95: Capítulo 95 Tang Yi……

Al escuchar a otros llenarlo de elogios, Tang Yi, que estaba cerca, se sintió algo extraño.

—¡Este señor Tang es realmente impresionante!

—La belleza al lado del Presidente Lin estaba llena de admiración.

—Por supuesto, ahora en todo Shanghai, incluso en toda la región de Xuanan, ¿quién con un poco de capacidad no conoce el nombre del señor Tang?

¡Él es mi ídolo!

Al escuchar al Presidente Lin—un hombre mayor—considerarlo como un ídolo, Tang Yi realmente no sabía si reír o llorar.

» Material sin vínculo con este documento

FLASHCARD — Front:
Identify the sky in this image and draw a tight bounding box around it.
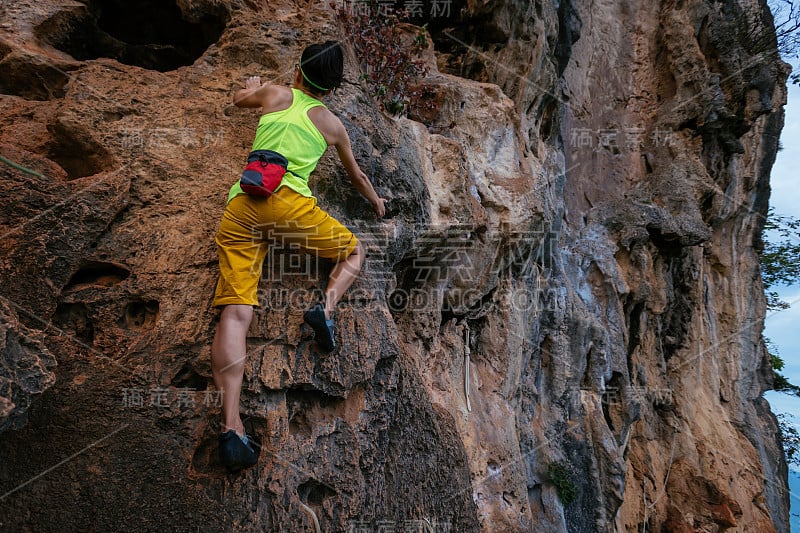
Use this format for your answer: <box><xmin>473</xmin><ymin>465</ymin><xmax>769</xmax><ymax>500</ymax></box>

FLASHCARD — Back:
<box><xmin>764</xmin><ymin>80</ymin><xmax>800</xmax><ymax>428</ymax></box>
<box><xmin>764</xmin><ymin>79</ymin><xmax>800</xmax><ymax>532</ymax></box>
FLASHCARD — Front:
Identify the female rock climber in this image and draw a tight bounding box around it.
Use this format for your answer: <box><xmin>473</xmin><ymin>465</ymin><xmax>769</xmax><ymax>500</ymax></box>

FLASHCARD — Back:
<box><xmin>211</xmin><ymin>41</ymin><xmax>386</xmax><ymax>471</ymax></box>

Sin embargo, la expresión del Presidente Lin cambió al ver a Xia Wei’er en los brazos de Tang Yi y advirtió:
—No me importa qué métodos usaste para conseguir a esta belleza, pero dado que ella filmó anuncios para los productos del señor Tang y se ve tan bonita, obviamente es la mujer del señor Tang.

Si te atreves a tocarla, ¡simplemente estás buscando la muerte!

—Mejor déjala y lárgate lo más lejos que puedas, de lo contrario ten cuidado de que el señor Tang te arroje al Río Qiutao para alimentar a los peces!

Tal como dijo el Presidente Lin, dada la actual reputación de Tang Yi en Shanghai, cualquiera con un poco de capacidad lo conocía.

Las palabras del Presidente Lin podrían funcionar como amenaza para otros, pero para Tang Yi, eran simplemente risibles.

¡Ciertamente no puedo arrojarme yo mismo al Río Qiutao!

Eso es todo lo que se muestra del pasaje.